All the same, temptations were commencing for Schiller. No sooner had he set up the office than some crazy offers started to come in.
Before they were even settled at the TraveLodge in Orem, Sterling Lord, acting as Jimmy Breslin's literary agent, was on the phone. He had heard that Schiller might be one of Gilmore's five guests to the execution, and Lord wanted to see about switching that invitation to Jimmy. It wasn't clear whether the Daily News or the column's syndicate was going to pick up the check, but the offer started at $5,000.
Schiller said, "It's not for me to sell. I can't even swear to you, Sterling, that I'm going to be there." Lord called back and said, "I might be able to get as much as thirty-five or even fifty thousand."
"It's not for sale," said Schiller. Breslin called. "I'll give you a carbon of my story," he growled. That meant Breslin would own it on Headline Day, and Schiller could have it for the rest of time.
Schiller decided Jimmy Breslin did not understand where Larry Schiller was really at. Of course, he had a lot of old friends these days. All of a sudden, Sterling Lord was his old friend. Jimmy Breslin was his old friend. "Where should I stay?" Breslin asked Schiller, and Larry answered, "Well, you can be a monkey and go to the Hilton, or come out here and slum with me." Breslin took a room right next to them in the motel. He had great instincts that way.
Barry got upset. "Why Breslin?" he asked. "I'm sorry," said Schiller to Farrell, "I can't do it all alone."
"While we're at it," said Farrell, "why did you invite Johnston here from the L.A. Times?"
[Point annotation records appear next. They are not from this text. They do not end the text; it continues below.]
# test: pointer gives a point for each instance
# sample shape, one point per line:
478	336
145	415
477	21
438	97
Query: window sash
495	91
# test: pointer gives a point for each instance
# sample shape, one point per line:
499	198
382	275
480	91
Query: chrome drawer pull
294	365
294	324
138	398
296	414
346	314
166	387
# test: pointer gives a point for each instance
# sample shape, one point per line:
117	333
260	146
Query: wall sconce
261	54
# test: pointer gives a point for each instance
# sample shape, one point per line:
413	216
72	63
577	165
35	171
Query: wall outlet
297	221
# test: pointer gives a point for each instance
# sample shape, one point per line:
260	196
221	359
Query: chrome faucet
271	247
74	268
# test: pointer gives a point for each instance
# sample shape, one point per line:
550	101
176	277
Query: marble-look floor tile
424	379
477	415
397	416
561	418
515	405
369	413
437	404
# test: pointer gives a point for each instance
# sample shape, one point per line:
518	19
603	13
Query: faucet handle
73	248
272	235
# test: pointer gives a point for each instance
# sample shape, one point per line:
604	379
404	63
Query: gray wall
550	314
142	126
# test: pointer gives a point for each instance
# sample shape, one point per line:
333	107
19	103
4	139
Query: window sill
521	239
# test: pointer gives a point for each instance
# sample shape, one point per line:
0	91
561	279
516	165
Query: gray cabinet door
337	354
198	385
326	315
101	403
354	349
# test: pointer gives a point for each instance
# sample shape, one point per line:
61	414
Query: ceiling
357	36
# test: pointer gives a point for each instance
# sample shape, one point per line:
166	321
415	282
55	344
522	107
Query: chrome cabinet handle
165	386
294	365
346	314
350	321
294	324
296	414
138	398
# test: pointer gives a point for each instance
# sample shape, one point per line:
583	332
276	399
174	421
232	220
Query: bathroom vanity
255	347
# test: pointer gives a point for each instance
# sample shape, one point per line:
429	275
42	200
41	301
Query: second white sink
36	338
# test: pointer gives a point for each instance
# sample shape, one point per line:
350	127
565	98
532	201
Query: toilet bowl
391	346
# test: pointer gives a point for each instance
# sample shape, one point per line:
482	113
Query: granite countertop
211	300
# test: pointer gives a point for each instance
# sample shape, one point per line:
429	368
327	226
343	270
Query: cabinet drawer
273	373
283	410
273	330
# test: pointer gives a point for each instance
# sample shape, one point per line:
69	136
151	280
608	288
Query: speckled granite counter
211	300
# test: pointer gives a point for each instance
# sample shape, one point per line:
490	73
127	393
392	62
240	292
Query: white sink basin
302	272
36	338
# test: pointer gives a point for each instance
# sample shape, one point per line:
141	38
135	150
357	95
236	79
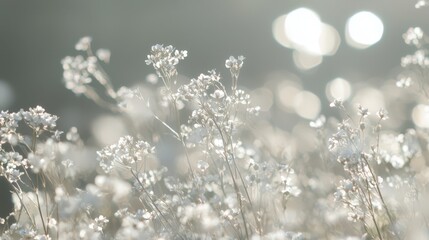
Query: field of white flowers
230	173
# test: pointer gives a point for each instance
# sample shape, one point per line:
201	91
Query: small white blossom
83	44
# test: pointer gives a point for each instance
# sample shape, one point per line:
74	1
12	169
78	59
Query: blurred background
299	54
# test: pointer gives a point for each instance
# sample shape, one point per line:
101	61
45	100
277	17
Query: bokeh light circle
364	29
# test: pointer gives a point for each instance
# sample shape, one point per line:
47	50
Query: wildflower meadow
202	160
"Don't you realize," said Schiller, "I want to give these fellows a little piece of the story, so at least I won't have the L.A. Times and the New York Daily News against me. I got to get some people on our side, you know." Couldn't Barry understand how alone he was now that ABC had pulled out? The umbilical cord had certainly been cut. "Yes," thought Farrell, "he does everything with a motive. He's always got a good reason. It's never that he's drunk or horny."
Schiller, decided Barry, was getting awful close to giving the goods away. He simply did not understand that each piece, no matter how small, still belonged to one potentially beautiful structure now being put together, and so were not separate chunks of wampum to be traded off at forest clearings to propitiate media dragons.
Farrell told himself that he should have been prepared. All the precautions had been going too well. From the time they moved into the seven rooms Larry had taken at the Orem TraveLodge, complete with their own rented typewriters, tables, two secretaries, guards, office room, writing room for Barry, archive room, Barry's bedroom, Schiller's bedroom, each girl's room, plus direct telephone lines so they only had to use the switchboard for standard incoming calls, and no motel employee could listen in on them, Larry had been dodging the media. Dodging them well. In the middle of all that heat, with everybody trying to get to him, Schiller had been careful to leak only the right stories through Gus Sorensen and Tamera, thereby coloring Salt Lake news, and so indirectly shaping the wire service output. Still, after all that hard-achieved control, Barry had only to walk into the main office to Xerox a page, and there was Jimmy Breslin, notebook in hand, twenty days late on the story, nicely driven down, thank you, in a hired Lincoln with a chauffeur.